You can define the relationship between APIs using the createApi function in RTK Query, or functions such as defineApiDependencies, which is not currently available.
defineApiDependencies(createApi({...}), {...})
I thought it would be great if we could define them like this.
Maybe we want to be able to use the same code for this kind of behavior in multiple frameworks.
For example, if you successfully POST to /posts
, you may want to GET to /posts
again.
This can also be achieved with useEffect, but it would be great if it could be achieved with a core part or something that is highly portable, what do you think?
@kahirokunn You can do this already with entity invalidation. It won't work across multiple API instances, but for your given example, that is handled.

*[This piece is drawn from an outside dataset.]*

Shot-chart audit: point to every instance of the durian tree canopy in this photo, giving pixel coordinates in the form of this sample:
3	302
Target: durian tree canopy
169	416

If you really wanted this behavior between different APIs, you could do this in the onSuccess
of a mutation, and dispatch an action with forceRefetch
to a separate API.
const api = createApi({
baseQuery,
endpoints: (build) => ({
updatePost: build.mutation({
query: ({ id, ...body}) => ({ url: `post/${id}`, method: 'PATCH', body }),
onSuccess({ id }, { dispatch}, result) {
dispatch(otherApi.endpoints.getThings.initiate(arg, { forceRefetch: true}))
},
invalidates: ['Post'],
}),
}),
});
I'm sorry, I've seen this document before, but I wasn't sure about the invalidation.
But I'm interested in that feature.
Is invalidates a common feature?
Why is it called invalidates, and what does it do?
Are there any similar features in other ecosystems such as Apollo?
It's essentially the cache invalidation mechanism of urql, taken one step further: https://formidable.com/open-source/urql/docs/basics/document-caching/
I'm explaining it a bit further in these youtube videos: https://www.youtube.com/watch?v=OCcGvg2I5E8 and https://www.youtube.com/watch?v=Iul-hHJtCQ8&t=31s
Thank you!
I've probably figured out provides/invalidates. There is a query cache key, which can provide multiple identifiers from a particular query, and the relevance is as follows
When a change is made to this identifier, the provider of the query cache key reacts and dispatches the query again.
So, just by specifying the identifier provides by the providers in the invalidates, the query will be dispatched again.
The flows and relationships are as follows.
Is this understanding correct?
I'm sorry that I'm only asking a lot.
I want to use onStart at the build.query
.
How about this one? 👀
https://github.com/rtk-incubator/rtk-query/pull/130
@kahirokunn yup, that's essentially how it works, with the little detail that the "provides" keys are not really cache keys (the name of your endpoint & the argument you pass in are the cache keys), but just some extra thing that's just there to identify what should be re-fetched.
I see. Thank you!
In RTK Query, is it possible to define a dependency such that API A is executed and then API B is executed?